This is the finest and most elegant cracker. This cracker is part of the Protestant gentry. He attended Country Day and is a member of the Yacht Club, Oglethorpe Club, Cotillion Club and various other civic organizations.
The Captain's Wafer
This cracker lives on Wilmington/Whitemarsh Island and owns a boat and/or jet skis. He may have attended BC and he may even be a member of the Parade Committee.
The saltiest of the crackers, The Saltine is older and has lived on Tybee Island most of his life. He can be found six nights a week on a stool at Doc's Bar and occasionally at The Quarter. He knows that he is a cracker and just doesn't give a shit.
With a tanned, buttery sheen, the Ritz lives in Effingham County, but claims Savannah as his hometown. He too owns a boat and/or jet skis.
The Club Cracker
Any cracker with gelled hair that hangs out at Deja Groove or any other nightclub.
The Wheat Thin
A female cracker, The Wheat Thin has taken good care of herself, and because of her good looks, was able to "marry up" to a higher social status.
The Melba Toast
With a very crunchy texture, The Melba Toast is the hippie of the cracker world.

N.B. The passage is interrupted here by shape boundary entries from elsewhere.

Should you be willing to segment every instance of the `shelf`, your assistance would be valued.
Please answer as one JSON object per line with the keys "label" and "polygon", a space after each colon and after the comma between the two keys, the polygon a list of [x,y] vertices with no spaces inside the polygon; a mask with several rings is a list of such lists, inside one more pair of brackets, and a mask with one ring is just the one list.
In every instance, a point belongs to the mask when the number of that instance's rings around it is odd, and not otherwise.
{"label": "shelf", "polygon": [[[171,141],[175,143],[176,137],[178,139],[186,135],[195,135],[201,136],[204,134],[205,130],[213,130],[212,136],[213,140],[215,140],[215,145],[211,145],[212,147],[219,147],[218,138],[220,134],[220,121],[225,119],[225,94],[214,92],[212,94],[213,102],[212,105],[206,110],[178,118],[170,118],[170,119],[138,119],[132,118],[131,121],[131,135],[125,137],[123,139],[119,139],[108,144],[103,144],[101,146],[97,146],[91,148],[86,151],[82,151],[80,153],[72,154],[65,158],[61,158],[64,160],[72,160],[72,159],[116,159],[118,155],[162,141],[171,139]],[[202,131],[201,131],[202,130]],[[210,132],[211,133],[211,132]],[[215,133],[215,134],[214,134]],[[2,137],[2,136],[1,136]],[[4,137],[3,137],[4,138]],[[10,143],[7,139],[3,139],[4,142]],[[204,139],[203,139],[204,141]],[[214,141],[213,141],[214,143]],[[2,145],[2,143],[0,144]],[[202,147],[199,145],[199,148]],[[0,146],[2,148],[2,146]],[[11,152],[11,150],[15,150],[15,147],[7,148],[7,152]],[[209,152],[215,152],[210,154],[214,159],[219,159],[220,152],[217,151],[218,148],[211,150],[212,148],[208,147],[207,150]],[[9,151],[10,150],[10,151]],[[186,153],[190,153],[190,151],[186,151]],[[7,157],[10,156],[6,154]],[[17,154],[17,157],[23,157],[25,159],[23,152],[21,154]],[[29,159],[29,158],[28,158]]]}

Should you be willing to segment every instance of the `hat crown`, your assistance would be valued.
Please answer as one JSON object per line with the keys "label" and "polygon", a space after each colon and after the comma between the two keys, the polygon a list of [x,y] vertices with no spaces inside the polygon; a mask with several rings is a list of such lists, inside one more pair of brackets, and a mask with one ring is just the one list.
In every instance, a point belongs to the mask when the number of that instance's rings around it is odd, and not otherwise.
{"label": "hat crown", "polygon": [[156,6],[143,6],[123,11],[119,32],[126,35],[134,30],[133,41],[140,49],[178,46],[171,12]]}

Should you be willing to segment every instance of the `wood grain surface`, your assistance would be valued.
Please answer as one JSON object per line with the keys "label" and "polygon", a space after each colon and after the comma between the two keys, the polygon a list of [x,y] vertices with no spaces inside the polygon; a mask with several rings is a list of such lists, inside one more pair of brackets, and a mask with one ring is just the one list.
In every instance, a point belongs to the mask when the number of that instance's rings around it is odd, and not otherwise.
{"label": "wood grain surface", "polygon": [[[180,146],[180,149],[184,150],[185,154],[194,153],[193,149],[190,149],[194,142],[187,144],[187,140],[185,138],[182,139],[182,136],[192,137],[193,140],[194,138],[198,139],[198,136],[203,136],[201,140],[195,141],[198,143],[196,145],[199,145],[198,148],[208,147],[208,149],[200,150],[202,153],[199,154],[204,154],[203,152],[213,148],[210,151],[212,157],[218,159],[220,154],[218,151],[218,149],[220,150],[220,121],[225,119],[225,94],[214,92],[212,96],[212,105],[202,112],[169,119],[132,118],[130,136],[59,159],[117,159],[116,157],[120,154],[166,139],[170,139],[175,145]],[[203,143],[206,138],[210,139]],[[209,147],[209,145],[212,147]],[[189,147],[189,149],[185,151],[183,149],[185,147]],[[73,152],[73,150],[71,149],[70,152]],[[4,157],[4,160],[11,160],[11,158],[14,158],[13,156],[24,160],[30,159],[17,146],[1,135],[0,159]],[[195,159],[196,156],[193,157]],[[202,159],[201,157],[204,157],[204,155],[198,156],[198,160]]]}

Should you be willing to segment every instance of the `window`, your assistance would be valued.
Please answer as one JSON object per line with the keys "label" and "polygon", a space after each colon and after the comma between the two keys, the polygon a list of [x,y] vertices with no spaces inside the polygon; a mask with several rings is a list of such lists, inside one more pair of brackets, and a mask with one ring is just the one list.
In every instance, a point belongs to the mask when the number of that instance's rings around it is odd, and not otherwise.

He attends Bonaroo each year and owns hundreds of bootleg Phish and WP concert cassette tapes.
The Lance Cracker
Look up "cracker" in the dictionary and you will find two pictures, one of a pack of Lance vending machine crackers, and the other of a Calvary graduate. Lance crackers come in many varieties, as do Calvary grads, but they are all crackers.